На сортировке, где решали кого куда, из-за одинокой девочки-подростка возник короткий спор. Ее судьбу решали двое усталых людей с сине-белыми жетонами на груди (там по-немецки и по-польски: «Ordnungsdienst. Służba porzadkowa»).

Один сказал:

— Куда ее? Четырнадцать лет, ни то ни сё. В приюте даже для маленьких места нет.

Второй на секунду оторвался от списка, глянул.

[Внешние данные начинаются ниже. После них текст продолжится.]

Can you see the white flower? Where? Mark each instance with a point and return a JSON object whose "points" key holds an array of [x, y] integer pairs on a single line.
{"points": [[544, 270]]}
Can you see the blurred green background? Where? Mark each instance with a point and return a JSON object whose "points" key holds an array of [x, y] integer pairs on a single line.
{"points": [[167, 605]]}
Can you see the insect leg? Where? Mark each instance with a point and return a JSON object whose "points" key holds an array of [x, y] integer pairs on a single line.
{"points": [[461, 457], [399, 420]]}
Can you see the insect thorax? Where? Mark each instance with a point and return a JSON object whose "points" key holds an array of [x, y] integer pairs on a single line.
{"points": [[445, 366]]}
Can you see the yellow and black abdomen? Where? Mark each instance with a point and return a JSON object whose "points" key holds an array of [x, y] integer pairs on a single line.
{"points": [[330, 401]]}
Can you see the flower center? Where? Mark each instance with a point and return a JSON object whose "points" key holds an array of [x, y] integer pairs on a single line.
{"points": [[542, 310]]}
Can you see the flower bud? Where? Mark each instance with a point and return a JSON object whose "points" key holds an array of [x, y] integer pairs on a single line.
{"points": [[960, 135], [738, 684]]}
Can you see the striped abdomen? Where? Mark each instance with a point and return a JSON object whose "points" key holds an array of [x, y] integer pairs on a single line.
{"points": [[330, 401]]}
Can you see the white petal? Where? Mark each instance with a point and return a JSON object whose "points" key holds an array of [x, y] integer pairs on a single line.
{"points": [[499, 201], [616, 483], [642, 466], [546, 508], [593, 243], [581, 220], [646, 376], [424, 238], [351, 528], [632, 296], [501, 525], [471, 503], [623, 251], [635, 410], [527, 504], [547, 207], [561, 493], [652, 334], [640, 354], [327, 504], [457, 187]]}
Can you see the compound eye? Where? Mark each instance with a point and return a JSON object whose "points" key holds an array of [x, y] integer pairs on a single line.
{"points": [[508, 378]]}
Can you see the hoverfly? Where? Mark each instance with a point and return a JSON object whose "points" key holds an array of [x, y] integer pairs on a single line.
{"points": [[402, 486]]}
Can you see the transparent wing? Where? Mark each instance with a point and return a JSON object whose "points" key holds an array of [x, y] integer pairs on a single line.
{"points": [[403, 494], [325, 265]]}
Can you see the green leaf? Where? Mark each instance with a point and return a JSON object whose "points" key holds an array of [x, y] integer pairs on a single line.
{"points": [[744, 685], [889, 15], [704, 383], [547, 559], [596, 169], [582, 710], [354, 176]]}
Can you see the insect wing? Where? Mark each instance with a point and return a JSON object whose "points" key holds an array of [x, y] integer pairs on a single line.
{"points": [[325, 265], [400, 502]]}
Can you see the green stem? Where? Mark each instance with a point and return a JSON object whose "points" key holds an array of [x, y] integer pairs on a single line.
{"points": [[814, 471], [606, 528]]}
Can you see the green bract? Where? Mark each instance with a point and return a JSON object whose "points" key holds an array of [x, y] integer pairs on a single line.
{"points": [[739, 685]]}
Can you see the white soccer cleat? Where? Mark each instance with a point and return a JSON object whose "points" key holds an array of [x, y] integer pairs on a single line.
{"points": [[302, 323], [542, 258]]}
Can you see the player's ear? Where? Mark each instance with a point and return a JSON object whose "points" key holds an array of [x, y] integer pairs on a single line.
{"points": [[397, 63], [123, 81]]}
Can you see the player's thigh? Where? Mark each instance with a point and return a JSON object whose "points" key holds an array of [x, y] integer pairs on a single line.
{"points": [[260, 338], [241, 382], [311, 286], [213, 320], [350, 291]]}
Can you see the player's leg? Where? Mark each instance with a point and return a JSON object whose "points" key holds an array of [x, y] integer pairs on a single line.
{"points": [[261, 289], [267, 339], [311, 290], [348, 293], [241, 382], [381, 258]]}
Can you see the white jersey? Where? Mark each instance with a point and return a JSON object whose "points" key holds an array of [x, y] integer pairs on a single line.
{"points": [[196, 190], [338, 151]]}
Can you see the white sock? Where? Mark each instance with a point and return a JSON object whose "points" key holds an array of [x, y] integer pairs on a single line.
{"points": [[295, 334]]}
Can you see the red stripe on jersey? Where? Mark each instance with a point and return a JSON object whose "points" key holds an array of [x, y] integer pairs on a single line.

— Какой приют? Погляди на нее — сиськи торчат. В «девишник».

Первый вздохнул.

— У тебя тут есть какие-нибудь родные, знакомые?

Она помотала головой.

Опять вздохнул.

— Ну, хоть будет крыша над головой. И с голоду не умрешь.

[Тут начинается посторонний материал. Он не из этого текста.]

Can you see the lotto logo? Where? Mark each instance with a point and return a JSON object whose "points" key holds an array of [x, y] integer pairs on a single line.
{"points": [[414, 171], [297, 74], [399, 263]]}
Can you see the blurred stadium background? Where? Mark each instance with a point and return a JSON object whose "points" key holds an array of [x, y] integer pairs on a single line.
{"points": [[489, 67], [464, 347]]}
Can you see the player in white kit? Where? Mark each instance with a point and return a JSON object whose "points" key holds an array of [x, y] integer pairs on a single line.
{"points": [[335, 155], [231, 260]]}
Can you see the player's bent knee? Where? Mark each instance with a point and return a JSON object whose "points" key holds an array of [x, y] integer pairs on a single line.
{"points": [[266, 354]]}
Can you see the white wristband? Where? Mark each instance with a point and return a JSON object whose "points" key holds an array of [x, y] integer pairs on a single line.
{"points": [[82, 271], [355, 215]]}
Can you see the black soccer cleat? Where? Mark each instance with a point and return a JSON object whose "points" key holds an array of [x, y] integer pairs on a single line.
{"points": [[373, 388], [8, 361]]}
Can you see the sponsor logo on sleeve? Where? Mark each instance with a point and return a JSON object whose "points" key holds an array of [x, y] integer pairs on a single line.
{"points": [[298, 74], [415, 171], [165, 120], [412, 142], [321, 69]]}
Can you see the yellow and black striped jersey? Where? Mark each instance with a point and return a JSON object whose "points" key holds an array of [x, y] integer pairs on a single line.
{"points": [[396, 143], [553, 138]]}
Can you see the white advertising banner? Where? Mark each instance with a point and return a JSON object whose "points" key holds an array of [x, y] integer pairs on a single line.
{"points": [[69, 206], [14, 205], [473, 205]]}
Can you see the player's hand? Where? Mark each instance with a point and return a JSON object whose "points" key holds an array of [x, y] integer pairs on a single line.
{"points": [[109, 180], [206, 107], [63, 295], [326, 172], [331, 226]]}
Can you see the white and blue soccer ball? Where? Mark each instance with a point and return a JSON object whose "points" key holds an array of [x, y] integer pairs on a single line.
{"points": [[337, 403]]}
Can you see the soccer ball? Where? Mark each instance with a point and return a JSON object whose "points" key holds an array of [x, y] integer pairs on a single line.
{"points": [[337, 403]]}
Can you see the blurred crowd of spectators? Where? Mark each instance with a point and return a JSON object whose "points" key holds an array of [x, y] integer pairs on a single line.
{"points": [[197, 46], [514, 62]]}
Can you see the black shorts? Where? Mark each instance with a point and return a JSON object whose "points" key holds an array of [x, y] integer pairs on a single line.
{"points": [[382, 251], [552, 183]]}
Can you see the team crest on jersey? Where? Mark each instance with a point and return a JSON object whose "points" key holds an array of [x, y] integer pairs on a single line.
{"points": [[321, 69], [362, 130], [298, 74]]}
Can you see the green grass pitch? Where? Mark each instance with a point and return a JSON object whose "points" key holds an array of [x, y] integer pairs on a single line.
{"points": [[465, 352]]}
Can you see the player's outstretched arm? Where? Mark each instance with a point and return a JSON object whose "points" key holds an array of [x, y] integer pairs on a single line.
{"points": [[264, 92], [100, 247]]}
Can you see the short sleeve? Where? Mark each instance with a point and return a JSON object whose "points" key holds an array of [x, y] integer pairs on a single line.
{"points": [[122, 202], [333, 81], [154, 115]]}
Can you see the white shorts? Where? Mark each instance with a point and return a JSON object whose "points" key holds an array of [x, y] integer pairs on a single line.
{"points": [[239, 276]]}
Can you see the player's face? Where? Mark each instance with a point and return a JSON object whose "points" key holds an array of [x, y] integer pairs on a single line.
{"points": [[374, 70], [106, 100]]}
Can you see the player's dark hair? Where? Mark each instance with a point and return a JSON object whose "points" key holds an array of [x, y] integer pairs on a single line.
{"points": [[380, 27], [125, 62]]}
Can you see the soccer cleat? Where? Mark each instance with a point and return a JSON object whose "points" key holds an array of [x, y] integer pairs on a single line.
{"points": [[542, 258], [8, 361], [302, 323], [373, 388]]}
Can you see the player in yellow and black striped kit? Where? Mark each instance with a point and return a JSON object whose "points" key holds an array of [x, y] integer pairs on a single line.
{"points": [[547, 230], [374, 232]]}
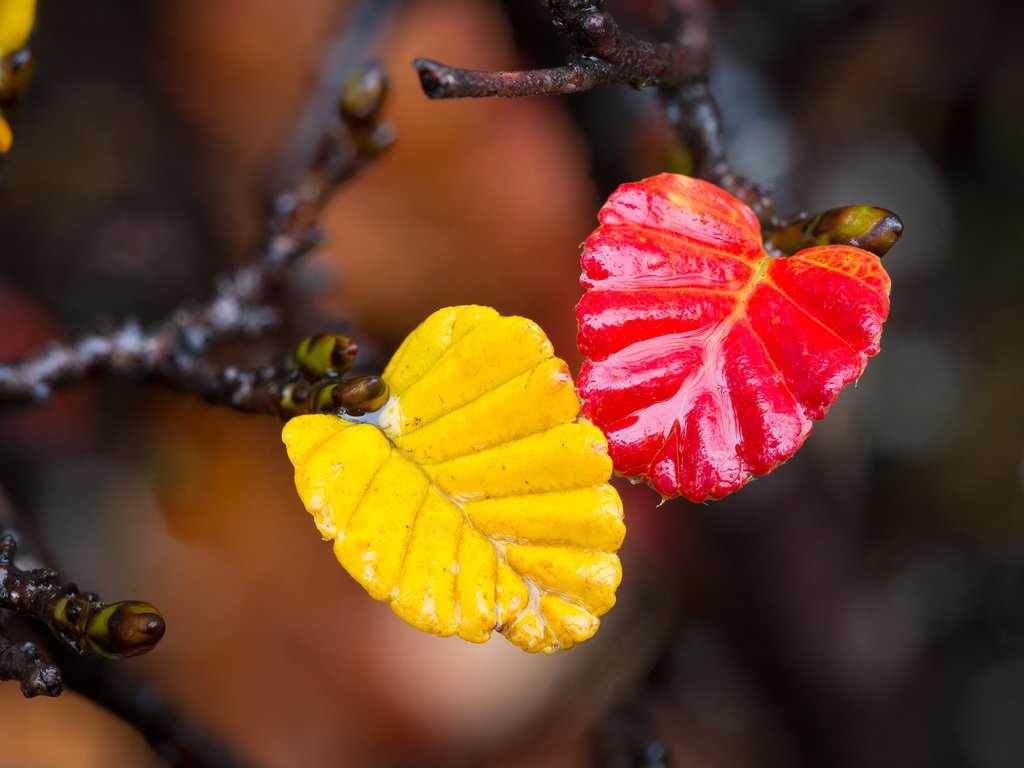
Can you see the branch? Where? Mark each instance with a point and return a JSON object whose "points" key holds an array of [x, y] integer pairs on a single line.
{"points": [[78, 620], [22, 662], [604, 54], [173, 352]]}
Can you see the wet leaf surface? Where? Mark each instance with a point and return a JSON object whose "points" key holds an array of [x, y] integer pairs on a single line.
{"points": [[474, 500], [708, 359]]}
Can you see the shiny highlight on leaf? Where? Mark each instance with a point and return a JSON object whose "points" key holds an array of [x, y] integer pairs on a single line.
{"points": [[708, 359], [475, 500]]}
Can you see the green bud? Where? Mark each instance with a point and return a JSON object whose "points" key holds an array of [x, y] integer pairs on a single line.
{"points": [[116, 631], [361, 395], [325, 355], [363, 94], [873, 229], [123, 629]]}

Дал бумажку с печатью, объяснил, куда идти.

Улица была очень грязная, заполненная серыми, чужими людьми, но после тесного, смрадного вагона, откуда не выйдешь, Тане казалось, что она на свободе. Что худший кошмар остался позади.

Это потом она узнала, что в «девишнике», казарме для одиноких девушек, основной контингент составляют несовершеннолетние преступницы из тюрем и колоний.

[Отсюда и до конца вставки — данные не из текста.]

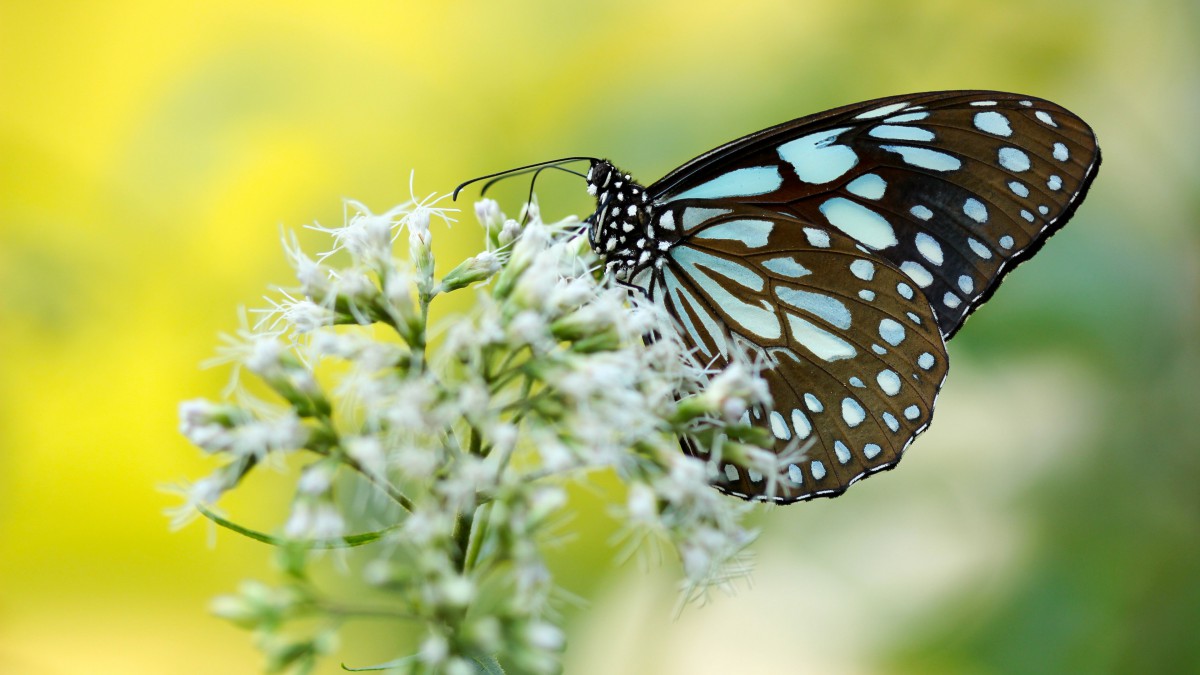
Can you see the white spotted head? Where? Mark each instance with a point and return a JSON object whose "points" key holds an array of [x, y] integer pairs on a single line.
{"points": [[619, 228]]}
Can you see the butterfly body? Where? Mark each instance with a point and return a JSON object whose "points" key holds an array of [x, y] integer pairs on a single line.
{"points": [[841, 250]]}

Отыскала номер дома, вошла в длинное помещение, где вдоль стены тянулись нары. Было наполовину темно, со света мало что разглядишь, еще и густо накурено.

У длинного стола сидели какие-то нечесаные, страшные, полураздетые, дымили самокрутками. Словно черти в аду, подумала Таня, остановившись на пороге.

— У меня направление… — сказала она.

Стали оборачиваться.

— Гляди, новенькая. С воли, неощипанная.

Обступили, выдернули из руки саквояж, стали вертеть, толкать. Таня только вскрикивала. Стянули пальто, сразу несколько рук вцепились в юбку.

— Чур, корки мои! — крикнул кто-то снизу и вцепился в щиколотку. — Сымай! Я тебе свои галоши дам!

Завопив от ужаса, Таня дернулась, вырвалась, кинулась к двери — без пальто, без берета, чуть не потеряв наполовину сдернутый бот. И еще долго потом бежала не разбирая дороги.

Из вещей уцелела только книжка. Таня держала ее под свитером. На груди, как мать.

Так она осталась в Гетто без крова, без еды. И оказалась в нижнем, по счету шестом, круге, хуже которого уже нет. Это был «Ад Слабости».